A variety of FAE ground-to-ground weapons can be developed that will be light enough for men on foot to carry to firing positions a few hundred meters or more away from valuable targets of types that can be destroyed much more effectively by FAE detonations than by the use of high explosive (HE) weapons of equal weight. FAE rockets designed to be carried by foot soldiers — as were the Soviet 122mm HE rockets with their quickly erected launching guides, used with deadly effectiveness in Vietnam — should not be overly difficult to perfect. Time will tell whether we or our enemies first develop and deploy such deadly new conventional weapons.
Several months before going to Vietnam in 1967 I began an unofficial experiment to detonate an ethylene oxide/air mixture, as described later in this chapter. Then I learned that both the Air Force and the Navy were far along on secret FAE weapon developments. To find if I might be helpful in contributing to improving FAE weapons I went to the Naval Weapons Center, China Lake, California. There civilians doing the experimental work informed me that development had been greatly complicated by the requirement to perfect an FAE weapon deliverable by a low-flying jet, rather than first making simpler types deliverable by helicopter or as mortar projectiles or rockets which would fall toward earth almost vertically and much more slowly. A second reason for slow progress was inadequate funding, largely due, I was told, to key generals’ lack of understanding of basic advantages of FAE weapons.
That was an FAE developmental difficulty which I thought I would be able to help lessen. One of the officers in charge of FAE funding was Lieutenant General Alfred Dodd Starbird, a West Pointer I had known at Princeton when he was a graduate student and we were taking some of the same engineering courses. I went to see him in Washington. Among the facts I gave General Starbird, explaining why FAE detonations are so lethal to men and so destructive to many blast-resistant targets, were the sizes of the areas that can be covered by blast pressures of at least 200 pounds per square inch at ground level, resulting from the detonation of stated weights of FAE weapons both on and at different heights above the ground. He said I was mistaken, that much smaller areas would be covered. He showed me a military engineering handbook that gave blast pressures at the outer edges of several sizes of circular areas, caused by different weights of explosives air burst near the ground at the centers of the different areas.

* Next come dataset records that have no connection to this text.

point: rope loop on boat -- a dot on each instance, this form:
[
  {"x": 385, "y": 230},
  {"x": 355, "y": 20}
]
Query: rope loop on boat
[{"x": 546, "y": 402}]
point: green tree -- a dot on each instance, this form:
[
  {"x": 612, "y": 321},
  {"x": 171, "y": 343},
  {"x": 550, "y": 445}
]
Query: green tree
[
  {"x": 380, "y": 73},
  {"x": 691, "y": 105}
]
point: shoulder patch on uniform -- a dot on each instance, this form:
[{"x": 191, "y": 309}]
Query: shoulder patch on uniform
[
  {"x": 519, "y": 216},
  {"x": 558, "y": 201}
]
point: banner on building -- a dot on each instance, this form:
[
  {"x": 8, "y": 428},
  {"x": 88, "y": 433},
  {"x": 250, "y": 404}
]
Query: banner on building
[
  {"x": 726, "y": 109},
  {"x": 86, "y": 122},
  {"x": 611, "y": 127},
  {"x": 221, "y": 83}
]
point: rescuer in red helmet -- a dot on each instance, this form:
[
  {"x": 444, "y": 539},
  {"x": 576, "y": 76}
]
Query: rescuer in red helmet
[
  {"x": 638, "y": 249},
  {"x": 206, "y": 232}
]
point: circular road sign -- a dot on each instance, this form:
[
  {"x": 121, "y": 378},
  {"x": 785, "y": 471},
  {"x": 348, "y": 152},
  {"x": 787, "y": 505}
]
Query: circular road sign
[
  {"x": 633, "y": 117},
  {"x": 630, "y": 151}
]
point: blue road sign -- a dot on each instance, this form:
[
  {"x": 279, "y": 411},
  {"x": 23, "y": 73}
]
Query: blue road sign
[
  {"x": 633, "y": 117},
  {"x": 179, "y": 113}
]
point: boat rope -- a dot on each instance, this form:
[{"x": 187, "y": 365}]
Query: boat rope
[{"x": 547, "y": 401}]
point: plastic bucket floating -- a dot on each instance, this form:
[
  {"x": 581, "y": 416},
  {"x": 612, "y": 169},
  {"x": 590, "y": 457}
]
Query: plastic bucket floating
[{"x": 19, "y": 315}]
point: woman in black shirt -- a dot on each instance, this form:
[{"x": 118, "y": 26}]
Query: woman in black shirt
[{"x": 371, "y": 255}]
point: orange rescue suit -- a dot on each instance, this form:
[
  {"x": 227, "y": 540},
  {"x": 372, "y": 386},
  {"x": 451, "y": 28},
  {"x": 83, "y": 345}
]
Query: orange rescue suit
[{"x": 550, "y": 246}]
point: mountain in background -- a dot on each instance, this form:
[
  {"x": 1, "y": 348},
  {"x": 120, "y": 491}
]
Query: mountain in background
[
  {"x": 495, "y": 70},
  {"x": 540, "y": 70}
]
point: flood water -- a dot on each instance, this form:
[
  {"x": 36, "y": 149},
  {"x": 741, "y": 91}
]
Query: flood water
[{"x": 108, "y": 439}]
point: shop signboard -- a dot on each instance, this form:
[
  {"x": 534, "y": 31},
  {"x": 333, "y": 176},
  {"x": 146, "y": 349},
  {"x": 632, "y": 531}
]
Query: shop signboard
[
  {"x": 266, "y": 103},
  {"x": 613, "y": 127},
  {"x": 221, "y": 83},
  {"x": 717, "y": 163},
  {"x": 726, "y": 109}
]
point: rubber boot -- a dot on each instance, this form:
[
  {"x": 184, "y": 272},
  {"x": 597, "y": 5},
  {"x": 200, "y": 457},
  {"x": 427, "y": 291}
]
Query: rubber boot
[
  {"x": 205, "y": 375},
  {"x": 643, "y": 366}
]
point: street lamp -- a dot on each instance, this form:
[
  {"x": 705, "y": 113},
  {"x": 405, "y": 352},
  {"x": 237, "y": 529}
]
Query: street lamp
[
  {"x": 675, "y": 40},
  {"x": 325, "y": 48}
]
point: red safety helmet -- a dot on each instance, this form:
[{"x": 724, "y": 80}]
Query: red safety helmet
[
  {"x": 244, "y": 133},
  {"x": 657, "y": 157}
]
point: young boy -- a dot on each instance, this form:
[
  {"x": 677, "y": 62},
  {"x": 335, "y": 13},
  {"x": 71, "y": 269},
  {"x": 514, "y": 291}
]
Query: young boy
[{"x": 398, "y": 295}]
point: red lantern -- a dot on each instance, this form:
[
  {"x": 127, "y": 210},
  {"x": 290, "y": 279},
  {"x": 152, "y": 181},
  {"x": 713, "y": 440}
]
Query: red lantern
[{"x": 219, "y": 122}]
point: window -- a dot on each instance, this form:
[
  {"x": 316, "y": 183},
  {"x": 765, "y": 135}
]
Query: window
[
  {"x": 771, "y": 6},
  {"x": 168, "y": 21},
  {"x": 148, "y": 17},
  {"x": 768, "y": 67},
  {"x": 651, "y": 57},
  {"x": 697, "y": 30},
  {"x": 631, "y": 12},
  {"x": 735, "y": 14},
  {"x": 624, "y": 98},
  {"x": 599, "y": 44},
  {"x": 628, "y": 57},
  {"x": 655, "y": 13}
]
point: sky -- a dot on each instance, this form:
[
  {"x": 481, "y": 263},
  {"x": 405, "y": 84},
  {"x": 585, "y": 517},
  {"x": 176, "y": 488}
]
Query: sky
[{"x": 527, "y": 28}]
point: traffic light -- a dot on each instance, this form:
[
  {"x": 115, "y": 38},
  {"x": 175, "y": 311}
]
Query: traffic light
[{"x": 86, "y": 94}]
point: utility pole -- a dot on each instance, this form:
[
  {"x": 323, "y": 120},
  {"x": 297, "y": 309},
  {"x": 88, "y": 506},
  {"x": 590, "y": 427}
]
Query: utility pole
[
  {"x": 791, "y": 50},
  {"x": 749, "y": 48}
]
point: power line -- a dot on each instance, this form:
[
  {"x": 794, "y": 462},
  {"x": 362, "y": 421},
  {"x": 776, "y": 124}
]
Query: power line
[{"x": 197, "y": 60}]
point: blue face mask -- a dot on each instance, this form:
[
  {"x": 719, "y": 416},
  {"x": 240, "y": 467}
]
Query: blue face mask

I explained that those listed areas and blast pressures were for HE explosions, with each weight of an explosive including the weight of its oxidizer, and each explosion being essentially a point source with resultant blast pressures of many thousands of pounds per square inch at and close to that point. A great deal of the energy of an HE air burst is wasted in accelerating material from the explosive and also accelerating the surrounding air before the blast wave reaches the outer edge of an area calculated to be subjected to at least a specified pressure. (A ground burst expends much additional energy rupturing and accelerating earth from its crater.) In contrast, the near-maximum blast pressure of about 300 pounds per square inch caused by an optimally exploded FAE weapon is produced throughout its properly dispersed and detonated cloud of combustible gas mixed with outdoor air. The outdoor air supplies the oxygen. The energy of a detonated FAE weapon is used much more efficiently against many military targets (ones which do not require extremely high blast pressures for their destruction) than is the energy of an HE munition. Inadequately sheltered people within a detonated FAE cloud are killed instantly.
A few months later I was told that the information I had given to General Starbird on FAE weapons had contributed to the continuation of their R&D funding.